To study a dynamic cellular process—such as the preparations for division—scientists often need to disrupt the function of key proteins involved in it. The Kapoor lab develops chemistry-based tools and methods to study these dynamic processes, and much of their effort focuses on drug-like small-molecule inhibitors. They use these compounds to dissect the processes required for the accurate propagation of the genome to daughter cells during division, proper assembly of the cytoskeleton, and to develop new cancer therapies.

Using multidisciplinary approaches, the lab has identified chemical inhibitors for members of a family of enzymes called ATPases, with a special focus on those required for cell division (kinesin-5, cytoplasmic dynein, Polo-like kinase, and spastin). These inhibitors are now widely used as probes of cellular mechanisms and of protein activity and shape, and they have aided the development of drugs that have entered clinical trials. Recent work in Kapoor’s lab focuses on identifying compounds that inhibit the SARS-CoV-2 helicase, an ATPase required for viral replication.

In parallel, Kapoor’s group has devised approaches to determine the mechanism by which a compound achieves its effect, with the goal of better anticipating and overcoming drug resistance. One of these approaches, called DrugTragetSeqR, uses high-throughput sequencing to identify mutations in cancer cells that can confer resistance to a compound of interest. The other approach involves testing the effects of inhibitors on proteins engineered with mutations, in order to determine the mechanism by which a compound achieves its effect—knowledge that can guide chemical modifications of the compound to increase potency and specificity and also help address resistance. The lab used this strategy to design spastazoline, a first-in-class chemical inhibitor of the protein spastin, which severs cellular structures called microtubules.

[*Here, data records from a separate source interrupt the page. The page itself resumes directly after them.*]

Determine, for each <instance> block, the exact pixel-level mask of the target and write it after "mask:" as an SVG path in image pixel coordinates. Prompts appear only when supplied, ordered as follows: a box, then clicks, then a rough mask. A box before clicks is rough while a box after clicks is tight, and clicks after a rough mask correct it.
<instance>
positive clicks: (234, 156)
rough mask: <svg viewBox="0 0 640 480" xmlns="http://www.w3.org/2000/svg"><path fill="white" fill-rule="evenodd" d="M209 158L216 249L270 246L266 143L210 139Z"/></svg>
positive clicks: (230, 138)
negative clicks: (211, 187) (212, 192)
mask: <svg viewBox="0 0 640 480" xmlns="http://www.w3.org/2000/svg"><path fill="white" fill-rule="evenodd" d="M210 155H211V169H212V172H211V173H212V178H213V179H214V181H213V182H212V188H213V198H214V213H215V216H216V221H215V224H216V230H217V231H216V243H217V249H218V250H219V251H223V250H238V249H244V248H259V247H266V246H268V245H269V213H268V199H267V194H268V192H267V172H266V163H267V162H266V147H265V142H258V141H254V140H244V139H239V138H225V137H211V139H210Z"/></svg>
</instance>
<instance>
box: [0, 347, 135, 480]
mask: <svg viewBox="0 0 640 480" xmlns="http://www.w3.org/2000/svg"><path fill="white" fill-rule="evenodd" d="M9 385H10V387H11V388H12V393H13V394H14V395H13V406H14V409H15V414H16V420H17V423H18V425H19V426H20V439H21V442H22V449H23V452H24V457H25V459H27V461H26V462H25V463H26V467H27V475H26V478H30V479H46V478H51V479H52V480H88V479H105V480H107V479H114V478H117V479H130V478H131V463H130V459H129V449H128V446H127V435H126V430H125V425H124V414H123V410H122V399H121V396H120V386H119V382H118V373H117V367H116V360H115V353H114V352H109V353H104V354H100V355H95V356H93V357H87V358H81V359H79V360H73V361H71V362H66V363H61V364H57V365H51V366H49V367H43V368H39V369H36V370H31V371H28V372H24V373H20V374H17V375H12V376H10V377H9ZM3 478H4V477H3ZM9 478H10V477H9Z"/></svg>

The Kapoor lab uses these tools and approaches to dissect biological mechanisms, with a major focus on the assembly and function of microtubule-based structures critical for cell division. For instance, the lab has shown how two proteins, PRC1 and kinesin-4, mark the plus ends of microtubules with tags proportional to the length of the microtubules. These tags may help the cell select and organize microtubules into structures called anaphase spindles, which help segregate chromosomes and position the site of cell cleavage. The lab also used chemical inhibitors to reversibly “trap” living cells at different intermediate stages of division and dissect how errors in chromosome-spindle attachment arise, are detected, and then corrected. In textbook models, chromosomes become aligned at a position known as the metaphase plate after each chromosome attaches to the opposite ends of the spindle (a phenomenon called bi-orientation). The lab’s work overturned this dogma by providing direct evidence that aligned chromosomes provide tracks along which unaligned chromosomes can be transported to the proper position. Most recently, the lab has determined the structure of the γ-tubulin ring complex, an essential regulator of microtubule formation. The lab’s findings may facilitate the development of new cancer therapeutic strategies that target cell division and microtubules.

Kapoor is a faculty member in the David Rockefeller Graduate Program, the Tri-Institutional M.D.-Ph.D. Program, and the Tri-Institutional Ph.D. Program in Chemical Biology.